Nutrient Comparison: Oat Flour VS Roasted Cashews per 100 g
Compare the macro and micronutrient content in 100 g of Oat Flour versus 100 g of Roasted Cashews to make informed dietary choices. Explore their nutritional differences and benefits.
Lets compare vitamin content per 100 grams of Oat Flour vs Roasted Cashews:
- 100 grams of Oat Flour have 3.5 times more Vitamin B1 than Roasted Cashews.
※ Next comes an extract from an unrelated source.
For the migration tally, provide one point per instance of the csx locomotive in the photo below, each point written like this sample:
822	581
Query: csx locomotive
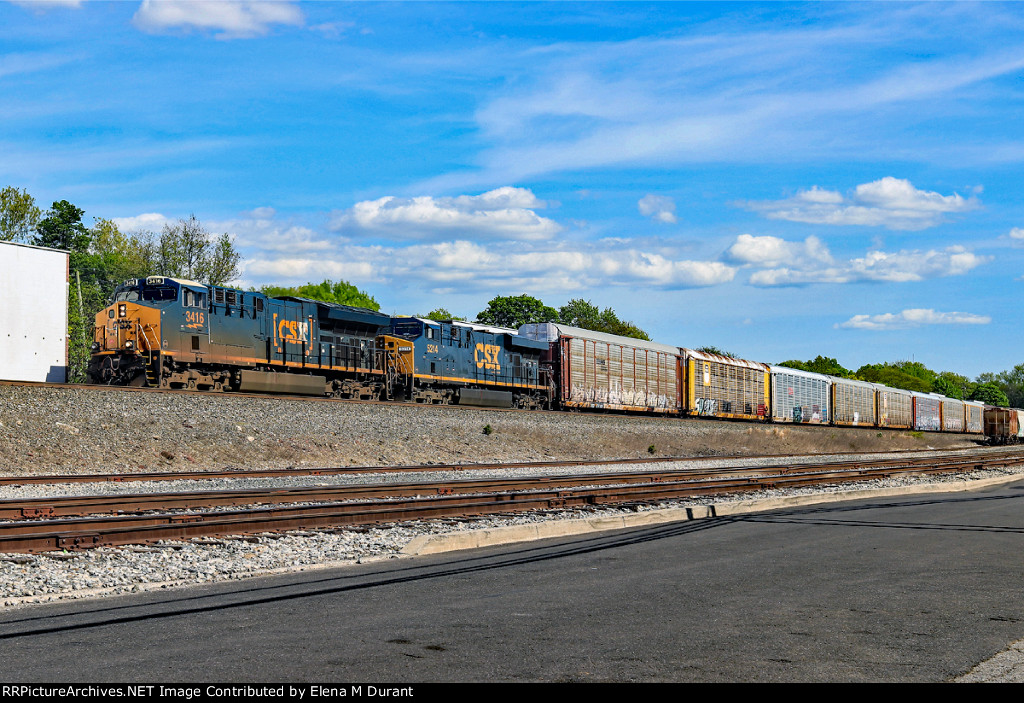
170	333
- While 100 g of Dry Roasted Cashew Nuts contain 1.6 times more Vitamin B2, 6.1 times more Vitamin B5, 2 times more Vitamin B6, 2.2 times more Vitamin B9, 1.3 times more Vitamin E and 10.8 times more Vitamin K than Partially Debranned Oat Flour.
- Both Oat Flour and Roasted Cashews provide similar amounts of Vitamin B3 per 100 grams.
- Both Partially Debranned Oat Flour as well as Dry Roasted Cashew Nuts have insufficient amounts of Vitamin A, Vitamin B12, Vitamin C and Vitamin D in 100 grams.
Comparing minerals per 100 grams for Oat Flour vs Roasted Cashews:
- 100 grams of Oat Flour have 1.2 times more Calcium, 4.9 times more Manganese and 2.9 times more Selenium than Roasted Cashews.
- While 100 g of Dry Roasted Cashew Nuts contain 5.1 times more Copper, 1.5 times more Iron, 1.8 times more Magnesium, 1.5 times more Potassium and 1.8 times more Zinc than Partially Debranned Oat Flour.
- Both Oat Flour and Roasted Cashews contain similar levels of Phosphorus per 100 grams.
Comparison of macro-nutrients per 100 grams:
- 100 grams of Oat Flour have 2 times more Carbohydrate and 2.2 times more Fiber than Roasted Cashews.
- While 100 g of Dry Roasted Cashew Nuts contain 1.4 times more Energy, 5.1 times more Fat, 5.7 times more Saturated Fat, 2.4 times more Omega 6 and 6.3 times more Sugars than Partially Debranned Oat Flour.
- Both Oat Flour and Roasted Cashews offer comparable quantities of Omega 3 and Protein per 100 grams.